OT: Le Collectionneur des cerveaux
HORROR: FRANKREICH, 1976
Regie: Michel Subiela
Darsteller: Claude Jade, Francois Dunoyer, André Reybaz, Roger Crouzet
Vor ein paar Jahren hat die junge Pianistin Penny ihren Mann, einen Schachmeister, verloren. Da hört sie von einem Grafen, der einen Schachroboter entwickelt hat. Penny besucht einen Schachabend, in welchem der Roboter des Comte eine Partie gegen einen menschlichen Gegner bestreitet. Mit größter Beunruhigung bemerkt Penny, dass die Spieltaktik und Gestik des Roboters mit den Schachgewohnheiten ihres verstorbenen Mannes auf unheimliche Weise übereinstimmt. Sie beginnt zu argwöhnen, dass sich um die Arbeit des Grafen ein dunkles Geheimnis rankt. Und dann tritt der Comte auch an Penny heran und erzählt ihr von seinem nächsten Projekt. Er möchte eine mechanische Pianistin erschaffen. Und zwar nach Pennys Ebenbild ...

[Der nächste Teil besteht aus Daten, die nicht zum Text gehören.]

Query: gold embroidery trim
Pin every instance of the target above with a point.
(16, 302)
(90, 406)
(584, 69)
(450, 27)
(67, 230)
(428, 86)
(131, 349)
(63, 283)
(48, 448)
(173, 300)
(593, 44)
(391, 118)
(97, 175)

KRITIK:"Da ist doch was getürkt!" Dieses geflügelte Wort kennt wohl jeder. Ich zum Beispiel habe es zuletzt benutzt, nachdem ich irgendwo gelesen habe, dass Paris Hilton einen Intelligenztest absolviert hat und ihr danach ein IQ von 120 bescheinigt worden ist. Aber woher kommt eigentlich dieses "türken"?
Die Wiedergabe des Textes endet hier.